Staff Software Engineer (Storage)

Crusoe Energy Systems(Crusoe AI)

Co-leading architecture and development of Crusoe’s AI-optimized object storage platform for high-performance data access in GPU-intensive ML workloads.

  • Building a dual-protocol storage solution that would support both NFS and S3 access patterns over unified datasets, enabling seamless integration with legacy HPC workflows and modern AI workloads
  • Designing and implementing intelligent node-local (Tier-0) caching and pre-fetching strategies to minimize data access latency, reducing data bottleneck time and increasing GPU utilization to reduce cost-per-GPU-hour (TCO)
  • Benchmarking and profiling storage access patterns for model training/inference workloads and PyTorch/TensorFlow data loading pipelines to eliminate storage bottlenecks
  • Supporting multi-cluster, multi-vendor storage system enabling rapid deployment of new storage clusters

Software Development Engineer

Amazon Web Services

Led architectural initiatives for Amazon Data Firehose, serving enterprise customers processing billions of events daily.

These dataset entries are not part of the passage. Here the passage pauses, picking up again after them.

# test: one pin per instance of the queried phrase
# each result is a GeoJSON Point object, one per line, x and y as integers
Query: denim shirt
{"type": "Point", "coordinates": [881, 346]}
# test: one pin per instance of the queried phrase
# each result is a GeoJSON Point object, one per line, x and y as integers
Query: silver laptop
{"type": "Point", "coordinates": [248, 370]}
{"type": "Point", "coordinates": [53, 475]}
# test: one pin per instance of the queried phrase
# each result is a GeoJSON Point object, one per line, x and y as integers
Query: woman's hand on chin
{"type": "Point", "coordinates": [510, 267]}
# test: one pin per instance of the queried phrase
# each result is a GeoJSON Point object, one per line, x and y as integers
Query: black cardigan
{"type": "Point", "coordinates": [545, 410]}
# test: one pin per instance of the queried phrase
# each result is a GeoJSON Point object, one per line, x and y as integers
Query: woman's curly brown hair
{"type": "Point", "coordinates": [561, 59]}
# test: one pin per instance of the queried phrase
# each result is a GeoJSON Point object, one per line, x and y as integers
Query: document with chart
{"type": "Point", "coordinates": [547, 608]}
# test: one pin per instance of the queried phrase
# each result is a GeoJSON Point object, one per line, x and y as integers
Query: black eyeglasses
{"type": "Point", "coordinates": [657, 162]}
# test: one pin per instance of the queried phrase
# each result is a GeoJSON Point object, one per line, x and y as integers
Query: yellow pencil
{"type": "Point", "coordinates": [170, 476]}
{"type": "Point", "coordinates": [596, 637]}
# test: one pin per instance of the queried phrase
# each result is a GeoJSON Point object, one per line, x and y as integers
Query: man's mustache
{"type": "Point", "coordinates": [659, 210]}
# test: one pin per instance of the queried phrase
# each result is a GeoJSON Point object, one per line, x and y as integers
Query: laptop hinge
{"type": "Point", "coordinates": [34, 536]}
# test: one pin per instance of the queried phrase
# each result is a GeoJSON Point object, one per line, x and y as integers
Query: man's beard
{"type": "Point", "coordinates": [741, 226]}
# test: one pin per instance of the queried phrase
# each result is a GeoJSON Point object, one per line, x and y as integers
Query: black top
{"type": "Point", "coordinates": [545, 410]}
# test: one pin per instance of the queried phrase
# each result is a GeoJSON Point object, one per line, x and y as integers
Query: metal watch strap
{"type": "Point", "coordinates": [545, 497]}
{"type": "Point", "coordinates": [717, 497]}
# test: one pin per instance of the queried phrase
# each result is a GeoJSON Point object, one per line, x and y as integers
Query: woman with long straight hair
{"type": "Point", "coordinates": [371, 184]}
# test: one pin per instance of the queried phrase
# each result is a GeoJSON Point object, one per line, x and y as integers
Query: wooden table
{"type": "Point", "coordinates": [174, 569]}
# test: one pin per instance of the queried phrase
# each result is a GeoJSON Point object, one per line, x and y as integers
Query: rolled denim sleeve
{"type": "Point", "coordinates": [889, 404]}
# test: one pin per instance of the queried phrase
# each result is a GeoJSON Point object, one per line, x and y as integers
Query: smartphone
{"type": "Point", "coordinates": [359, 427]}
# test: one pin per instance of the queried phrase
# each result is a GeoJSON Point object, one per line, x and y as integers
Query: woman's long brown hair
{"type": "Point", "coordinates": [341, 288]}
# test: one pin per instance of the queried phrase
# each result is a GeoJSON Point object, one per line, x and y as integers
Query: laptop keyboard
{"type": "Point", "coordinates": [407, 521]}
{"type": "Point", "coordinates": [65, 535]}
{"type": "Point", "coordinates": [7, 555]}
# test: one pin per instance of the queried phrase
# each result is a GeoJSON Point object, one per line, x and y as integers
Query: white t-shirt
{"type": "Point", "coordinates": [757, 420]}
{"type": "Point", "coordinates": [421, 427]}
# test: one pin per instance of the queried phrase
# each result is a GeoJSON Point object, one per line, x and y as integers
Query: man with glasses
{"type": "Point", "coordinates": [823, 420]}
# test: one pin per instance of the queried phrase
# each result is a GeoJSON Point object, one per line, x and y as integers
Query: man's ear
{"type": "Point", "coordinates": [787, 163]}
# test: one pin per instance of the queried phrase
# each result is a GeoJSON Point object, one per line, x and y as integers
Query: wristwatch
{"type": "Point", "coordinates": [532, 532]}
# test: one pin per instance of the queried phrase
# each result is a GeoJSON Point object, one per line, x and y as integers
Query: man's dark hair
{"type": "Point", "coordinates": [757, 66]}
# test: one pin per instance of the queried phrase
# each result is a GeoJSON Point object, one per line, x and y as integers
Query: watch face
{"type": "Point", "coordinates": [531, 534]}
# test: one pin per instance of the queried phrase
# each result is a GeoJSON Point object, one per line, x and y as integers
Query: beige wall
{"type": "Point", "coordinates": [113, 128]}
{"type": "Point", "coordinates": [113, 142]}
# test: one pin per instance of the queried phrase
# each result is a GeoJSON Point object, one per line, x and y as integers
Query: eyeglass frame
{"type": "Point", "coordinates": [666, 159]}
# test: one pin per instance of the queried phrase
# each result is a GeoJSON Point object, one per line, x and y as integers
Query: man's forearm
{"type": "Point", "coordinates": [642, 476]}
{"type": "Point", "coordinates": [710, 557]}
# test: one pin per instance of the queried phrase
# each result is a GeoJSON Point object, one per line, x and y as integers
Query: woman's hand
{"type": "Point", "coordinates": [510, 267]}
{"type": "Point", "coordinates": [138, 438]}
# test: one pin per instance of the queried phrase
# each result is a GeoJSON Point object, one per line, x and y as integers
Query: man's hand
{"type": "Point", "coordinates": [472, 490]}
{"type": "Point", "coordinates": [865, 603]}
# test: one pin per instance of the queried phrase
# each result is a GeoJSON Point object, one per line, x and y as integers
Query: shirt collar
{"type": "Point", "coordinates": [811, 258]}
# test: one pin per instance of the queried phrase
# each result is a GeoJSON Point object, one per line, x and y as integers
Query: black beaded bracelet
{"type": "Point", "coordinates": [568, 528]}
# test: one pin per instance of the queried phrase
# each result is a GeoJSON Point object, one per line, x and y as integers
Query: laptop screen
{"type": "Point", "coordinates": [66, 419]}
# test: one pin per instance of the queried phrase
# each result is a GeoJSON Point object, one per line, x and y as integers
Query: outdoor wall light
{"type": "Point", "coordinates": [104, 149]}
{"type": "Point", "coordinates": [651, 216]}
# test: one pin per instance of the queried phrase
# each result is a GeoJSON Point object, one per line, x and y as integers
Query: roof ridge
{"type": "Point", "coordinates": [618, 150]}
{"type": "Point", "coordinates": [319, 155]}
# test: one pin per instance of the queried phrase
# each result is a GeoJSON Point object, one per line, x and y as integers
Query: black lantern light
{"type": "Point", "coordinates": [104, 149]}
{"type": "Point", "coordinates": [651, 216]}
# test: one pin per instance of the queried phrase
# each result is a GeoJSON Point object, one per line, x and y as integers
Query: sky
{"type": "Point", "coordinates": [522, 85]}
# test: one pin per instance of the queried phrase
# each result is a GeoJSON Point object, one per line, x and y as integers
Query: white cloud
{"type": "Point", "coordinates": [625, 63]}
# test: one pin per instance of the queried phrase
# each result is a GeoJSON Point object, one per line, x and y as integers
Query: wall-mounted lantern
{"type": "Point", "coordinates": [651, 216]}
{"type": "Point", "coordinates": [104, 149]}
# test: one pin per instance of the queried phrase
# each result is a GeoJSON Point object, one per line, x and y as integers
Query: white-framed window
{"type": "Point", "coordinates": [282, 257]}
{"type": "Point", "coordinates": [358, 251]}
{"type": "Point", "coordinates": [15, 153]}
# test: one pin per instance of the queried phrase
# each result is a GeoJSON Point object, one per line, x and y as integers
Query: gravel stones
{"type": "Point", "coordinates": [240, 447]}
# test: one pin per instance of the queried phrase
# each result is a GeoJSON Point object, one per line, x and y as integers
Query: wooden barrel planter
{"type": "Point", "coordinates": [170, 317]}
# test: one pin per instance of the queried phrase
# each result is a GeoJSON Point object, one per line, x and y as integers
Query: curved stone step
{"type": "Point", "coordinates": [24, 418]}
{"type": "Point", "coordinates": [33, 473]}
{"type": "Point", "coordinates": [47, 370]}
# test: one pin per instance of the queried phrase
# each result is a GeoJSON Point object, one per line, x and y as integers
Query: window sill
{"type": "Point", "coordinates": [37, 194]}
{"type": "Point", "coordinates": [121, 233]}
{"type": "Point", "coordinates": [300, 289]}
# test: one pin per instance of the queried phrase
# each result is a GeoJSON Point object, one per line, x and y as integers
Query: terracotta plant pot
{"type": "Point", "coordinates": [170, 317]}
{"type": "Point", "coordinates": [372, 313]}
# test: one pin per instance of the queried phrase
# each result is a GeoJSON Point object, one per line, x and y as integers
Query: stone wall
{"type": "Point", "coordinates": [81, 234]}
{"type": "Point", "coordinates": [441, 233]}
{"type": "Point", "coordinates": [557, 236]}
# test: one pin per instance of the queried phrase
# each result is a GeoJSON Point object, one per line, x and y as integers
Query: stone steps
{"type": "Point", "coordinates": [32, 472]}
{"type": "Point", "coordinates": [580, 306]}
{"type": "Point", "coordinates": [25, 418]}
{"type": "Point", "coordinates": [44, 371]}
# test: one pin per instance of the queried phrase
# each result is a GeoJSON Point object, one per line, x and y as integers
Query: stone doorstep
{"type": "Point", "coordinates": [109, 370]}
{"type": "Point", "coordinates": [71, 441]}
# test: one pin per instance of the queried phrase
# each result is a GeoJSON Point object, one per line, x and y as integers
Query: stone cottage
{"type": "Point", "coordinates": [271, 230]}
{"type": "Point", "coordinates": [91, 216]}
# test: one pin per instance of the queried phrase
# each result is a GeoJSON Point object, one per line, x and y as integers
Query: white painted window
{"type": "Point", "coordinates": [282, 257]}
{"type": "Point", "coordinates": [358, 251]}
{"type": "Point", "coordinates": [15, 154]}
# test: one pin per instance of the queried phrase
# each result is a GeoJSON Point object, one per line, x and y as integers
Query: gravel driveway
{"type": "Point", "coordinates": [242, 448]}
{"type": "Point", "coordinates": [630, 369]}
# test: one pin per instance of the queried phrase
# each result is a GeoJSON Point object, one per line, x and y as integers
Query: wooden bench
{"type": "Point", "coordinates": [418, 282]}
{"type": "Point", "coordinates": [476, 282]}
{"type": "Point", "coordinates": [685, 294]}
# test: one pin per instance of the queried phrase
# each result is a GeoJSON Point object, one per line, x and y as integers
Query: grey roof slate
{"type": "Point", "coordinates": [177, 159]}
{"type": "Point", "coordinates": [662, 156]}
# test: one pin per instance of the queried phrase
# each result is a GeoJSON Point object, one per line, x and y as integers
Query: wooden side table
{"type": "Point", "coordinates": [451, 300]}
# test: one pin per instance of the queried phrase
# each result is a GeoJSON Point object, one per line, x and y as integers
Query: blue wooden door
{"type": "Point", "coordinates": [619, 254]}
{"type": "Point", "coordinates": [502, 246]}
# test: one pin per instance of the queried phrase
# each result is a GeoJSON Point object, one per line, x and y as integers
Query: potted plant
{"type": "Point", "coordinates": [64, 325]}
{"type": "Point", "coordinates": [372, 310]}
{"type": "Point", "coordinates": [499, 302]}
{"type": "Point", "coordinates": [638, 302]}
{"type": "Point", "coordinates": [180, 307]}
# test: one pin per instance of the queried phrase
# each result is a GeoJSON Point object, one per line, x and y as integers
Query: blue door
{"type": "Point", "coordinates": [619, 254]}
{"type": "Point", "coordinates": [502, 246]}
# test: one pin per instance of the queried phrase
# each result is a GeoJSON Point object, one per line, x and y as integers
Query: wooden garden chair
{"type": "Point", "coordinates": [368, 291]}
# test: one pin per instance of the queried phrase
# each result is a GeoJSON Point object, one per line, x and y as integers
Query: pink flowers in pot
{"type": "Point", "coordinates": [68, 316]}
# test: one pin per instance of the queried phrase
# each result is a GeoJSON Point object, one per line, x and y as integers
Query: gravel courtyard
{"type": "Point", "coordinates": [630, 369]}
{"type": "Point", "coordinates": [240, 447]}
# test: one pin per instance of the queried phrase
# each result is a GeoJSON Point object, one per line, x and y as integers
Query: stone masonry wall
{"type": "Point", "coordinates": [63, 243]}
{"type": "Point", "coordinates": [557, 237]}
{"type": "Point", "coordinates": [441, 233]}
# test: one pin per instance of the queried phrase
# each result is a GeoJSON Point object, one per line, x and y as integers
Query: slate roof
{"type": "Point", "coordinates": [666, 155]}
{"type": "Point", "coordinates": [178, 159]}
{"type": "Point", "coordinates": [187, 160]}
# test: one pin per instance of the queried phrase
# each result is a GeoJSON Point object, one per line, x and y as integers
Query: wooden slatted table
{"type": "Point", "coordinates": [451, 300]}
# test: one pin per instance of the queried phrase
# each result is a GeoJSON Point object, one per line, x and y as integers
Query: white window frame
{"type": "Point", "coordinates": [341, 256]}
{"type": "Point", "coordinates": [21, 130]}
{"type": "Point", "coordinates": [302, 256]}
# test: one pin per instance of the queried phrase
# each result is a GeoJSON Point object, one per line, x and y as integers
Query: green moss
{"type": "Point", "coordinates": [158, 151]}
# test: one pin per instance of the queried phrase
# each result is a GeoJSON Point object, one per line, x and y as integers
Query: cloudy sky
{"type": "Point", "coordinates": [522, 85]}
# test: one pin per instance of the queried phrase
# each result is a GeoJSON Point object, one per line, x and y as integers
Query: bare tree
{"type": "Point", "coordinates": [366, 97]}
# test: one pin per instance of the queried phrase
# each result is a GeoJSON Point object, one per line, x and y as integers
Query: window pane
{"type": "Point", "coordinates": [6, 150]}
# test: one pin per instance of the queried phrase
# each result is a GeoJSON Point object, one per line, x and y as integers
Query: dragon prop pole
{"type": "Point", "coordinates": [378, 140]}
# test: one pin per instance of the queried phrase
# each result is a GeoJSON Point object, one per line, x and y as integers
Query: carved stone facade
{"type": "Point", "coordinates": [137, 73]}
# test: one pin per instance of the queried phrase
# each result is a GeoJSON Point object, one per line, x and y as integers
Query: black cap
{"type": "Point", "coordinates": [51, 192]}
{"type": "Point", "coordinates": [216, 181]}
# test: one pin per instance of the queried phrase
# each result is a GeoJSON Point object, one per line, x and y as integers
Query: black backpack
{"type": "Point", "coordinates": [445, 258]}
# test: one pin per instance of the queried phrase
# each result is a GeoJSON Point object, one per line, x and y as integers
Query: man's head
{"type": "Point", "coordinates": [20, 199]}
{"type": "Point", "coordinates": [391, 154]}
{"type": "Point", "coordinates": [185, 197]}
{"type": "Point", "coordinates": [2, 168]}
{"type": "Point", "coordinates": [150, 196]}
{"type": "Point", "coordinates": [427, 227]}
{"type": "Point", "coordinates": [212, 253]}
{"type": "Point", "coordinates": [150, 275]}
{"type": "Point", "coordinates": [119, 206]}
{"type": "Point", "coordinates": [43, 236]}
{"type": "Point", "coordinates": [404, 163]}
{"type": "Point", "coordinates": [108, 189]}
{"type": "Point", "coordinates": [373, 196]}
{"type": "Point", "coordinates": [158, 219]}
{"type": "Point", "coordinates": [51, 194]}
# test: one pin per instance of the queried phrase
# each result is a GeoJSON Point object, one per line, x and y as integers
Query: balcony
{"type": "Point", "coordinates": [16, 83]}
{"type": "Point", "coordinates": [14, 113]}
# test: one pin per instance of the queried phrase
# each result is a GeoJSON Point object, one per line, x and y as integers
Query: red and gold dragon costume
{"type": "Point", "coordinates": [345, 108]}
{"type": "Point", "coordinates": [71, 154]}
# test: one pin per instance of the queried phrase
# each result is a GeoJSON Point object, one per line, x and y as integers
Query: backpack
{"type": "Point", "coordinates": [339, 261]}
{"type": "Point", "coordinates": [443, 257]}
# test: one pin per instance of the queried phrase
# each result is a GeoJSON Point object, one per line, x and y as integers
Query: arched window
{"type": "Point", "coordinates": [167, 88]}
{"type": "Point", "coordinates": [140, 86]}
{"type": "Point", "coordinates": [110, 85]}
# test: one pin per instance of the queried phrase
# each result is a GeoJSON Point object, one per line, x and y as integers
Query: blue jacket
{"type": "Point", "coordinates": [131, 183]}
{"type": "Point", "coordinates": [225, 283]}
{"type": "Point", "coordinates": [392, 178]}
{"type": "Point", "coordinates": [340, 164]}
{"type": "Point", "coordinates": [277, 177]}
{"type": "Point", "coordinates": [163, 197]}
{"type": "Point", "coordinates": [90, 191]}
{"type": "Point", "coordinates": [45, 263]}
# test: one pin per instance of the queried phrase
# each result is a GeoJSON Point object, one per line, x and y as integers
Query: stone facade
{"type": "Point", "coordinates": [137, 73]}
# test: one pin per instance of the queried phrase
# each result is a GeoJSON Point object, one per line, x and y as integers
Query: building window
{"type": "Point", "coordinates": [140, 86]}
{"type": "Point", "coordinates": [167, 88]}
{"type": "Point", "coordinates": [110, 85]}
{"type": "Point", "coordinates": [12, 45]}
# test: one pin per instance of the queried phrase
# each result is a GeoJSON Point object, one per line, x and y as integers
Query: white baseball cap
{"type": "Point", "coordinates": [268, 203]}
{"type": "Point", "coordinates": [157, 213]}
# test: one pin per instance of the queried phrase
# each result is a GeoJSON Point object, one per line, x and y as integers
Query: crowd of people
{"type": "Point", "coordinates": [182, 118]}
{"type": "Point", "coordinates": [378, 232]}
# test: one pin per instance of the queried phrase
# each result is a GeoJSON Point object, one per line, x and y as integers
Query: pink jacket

  • Led the architectural migration of Firehose’s Dynamic Partitioning to microservices-based Gen2 architecture, driving scalability and operational efficiency while managing a team of 5 engineers
  • Redesigned partitioning and scaling strategy, increasing per-partition throughput by 400% and partition count by 1000% using Akka’s PartitionHub/MapAsync, eliminating manual scaling interventions and customer escalations
  • Led improvements in Data Processing framework enabling efficient workload offloading and streamlining data transformations using SQS, DynamoDB/Redis Pub-Sub
  • Implemented generic lease management library to support multiple services during Gen2 migration across Firehose’s backend services
  • Led performance optimization initiatives, profiling Java services to diagnose and resolve native memory leaks causing high GC/CPU utilization
  • Improved operational posture by defining SOPs, dashboards, and alarms, reducing MTTR for high-severity incidents
  • Spearheaded Load Balancer migration from hardware-based VIPs to ELBs, reducing costs, enabling on-demand scaling, and cutting expansion time from months to days
  • Led Firehose region expansion in KIX with 3 engineers, introducing automations that reduced region launch times by 67%
  • Mentored engineers across teams through technical deep dives and onboarding sessions, fostering engineering excellence

Software Engineer

WeWork

Migrated WeWork’s legacy PHP-based space service to Go/gRPC/Protocol Buffers/Kubernetes-based microservices architecture as part of a 5-engineer team.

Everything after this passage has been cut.